The inactivation of histidine decarboxylase by (S)- α-FMH is initiated by substrate decarboxylation followed by the elimination of fluoride ion (Bhattacharjee and Snell, 1990; Hayashi et al., 1986). A transaldimination releases the enamine, which can react and inactivate the PLP cofactor. In order to elucidate the mechanism by which (S)-α-FMT inhibits RUMGNA_01526, as well as to understand how RUMGNA_01526 accommodates the large, hydrophobic substrate Trp, we sought to determine the X-ray crystal structure of the inhibitor-bound enzyme.

A key loop gates the active site and contacts the indole side chain of the substrate Trp

We determined the crystal structure of inhibitor-bound RUMGNA_01526 at 2.8 Å. In the active site of the native enzyme, which is located in a cleft at the dimer interface, continuous electron density shows PLP covalently linked to K306 through a Schiff base. The major difference between the native and (S)-α-FMT-bound structures is the conformation of an extended loop (residues 337–349). The homologous loop was previously identified as a major difference between GAD65 and GAD67, where differences in conformational dynamics are thought to be responsible for auto-inactivation of GAD65 (Fenalti et al., 2007). In porcine DOPA decarboxylase, this loop was disordered in three data sets from complexes with different inhibitors, complicating structure-based drug design and an assessment of catalytic mechanisms (Burkhard et al., 2001). In contrast, we observed that when bound to PLP alone, this loop was partially disordered and the remaining ordered components jutted away from the active site, leaving the active site solvent-exposed. Upon engagement of (S)-α-FMT, electron density became clearer and the loop folded over the active site, excluding solvent and forming critical interactions with the inhibitor (Figure 3D). These data are consistent with a model in which loop 337–349 gates the active site, adopting a partially disordered, outward-facing conformation in the absence of substrate that enables access to the active site, and closing down to cap the active site after substrate entry.

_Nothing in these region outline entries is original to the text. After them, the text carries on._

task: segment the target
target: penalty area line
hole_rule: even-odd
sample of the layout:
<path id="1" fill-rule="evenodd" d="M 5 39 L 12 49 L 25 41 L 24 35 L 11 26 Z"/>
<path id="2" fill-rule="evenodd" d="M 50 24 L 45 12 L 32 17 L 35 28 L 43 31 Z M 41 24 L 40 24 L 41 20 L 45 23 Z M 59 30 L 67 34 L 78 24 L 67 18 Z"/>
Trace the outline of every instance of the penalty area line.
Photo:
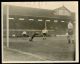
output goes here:
<path id="1" fill-rule="evenodd" d="M 20 51 L 20 50 L 17 50 L 17 49 L 12 49 L 12 48 L 7 48 L 7 47 L 4 47 L 4 48 L 5 48 L 5 49 L 8 49 L 8 50 L 11 50 L 11 51 L 15 51 L 15 52 L 21 53 L 21 54 L 24 54 L 24 55 L 30 55 L 30 56 L 39 58 L 40 60 L 46 60 L 45 58 L 42 58 L 42 57 L 40 57 L 40 56 L 38 56 L 38 55 L 29 53 L 29 52 L 23 52 L 23 51 Z"/>

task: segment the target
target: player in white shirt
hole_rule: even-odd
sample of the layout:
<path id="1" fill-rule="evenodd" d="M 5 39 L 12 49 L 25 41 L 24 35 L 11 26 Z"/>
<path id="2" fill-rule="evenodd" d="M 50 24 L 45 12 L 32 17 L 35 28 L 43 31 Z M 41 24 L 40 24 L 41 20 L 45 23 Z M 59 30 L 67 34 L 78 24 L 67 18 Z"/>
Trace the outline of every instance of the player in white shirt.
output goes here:
<path id="1" fill-rule="evenodd" d="M 47 33 L 48 33 L 48 30 L 46 28 L 44 28 L 42 30 L 43 40 L 46 39 Z"/>
<path id="2" fill-rule="evenodd" d="M 71 21 L 68 23 L 68 43 L 72 43 L 73 24 Z"/>
<path id="3" fill-rule="evenodd" d="M 23 37 L 29 37 L 29 36 L 27 35 L 26 31 L 23 31 L 23 32 L 22 32 L 22 36 L 23 36 Z"/>

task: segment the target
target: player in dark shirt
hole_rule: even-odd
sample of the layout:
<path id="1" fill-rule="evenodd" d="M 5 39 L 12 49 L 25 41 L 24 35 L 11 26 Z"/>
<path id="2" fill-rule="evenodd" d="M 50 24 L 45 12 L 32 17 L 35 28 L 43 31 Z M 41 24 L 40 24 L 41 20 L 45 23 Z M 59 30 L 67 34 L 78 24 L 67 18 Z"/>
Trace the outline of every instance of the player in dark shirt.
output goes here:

Two other flexible loops within the active site of the inhibitor-bound enzyme are reordered to accommodate the indole side chain of (S)-α-FMT. In the absence of substrate, the first loop (residues 95–101) leaves the active site accessible for the entry of a substrate with a large aromatic side chain. Upon substrate binding, the loop conformational change places the phenyl ring of Phe98 directly above the π-system of the indole ring, stabilizing the inhibitor through a π-stacking interaction (Figure 3C). This loop appears to be a critical element for defining substrate selectivity; consistent with this possibility, it is conserved among decarboxylases in several related Firmicutes (discussed below). The second loop, residues 329–336, reorients to shift the phenolic side chain of Tyr335 closer to the active site, increasing the hydrophobicity of the substrate-binding pocket.

Insights into the mechanism of inhibition by (S)-α-FMT and a potential allosteric site

In the inhibitor-bound structure, (S)-α-FMT has been decarboxylated; however, it has not been defluorinated as seen in the mechanism of (S)-α-FMH inhibition of histidine decarboxylase, and remains covalently linked to PLP. This is supported by the absence of a suitable nucleophile in the active site that could be covalently modified by the defluorinated (S)-α-FMT-PLP adduct.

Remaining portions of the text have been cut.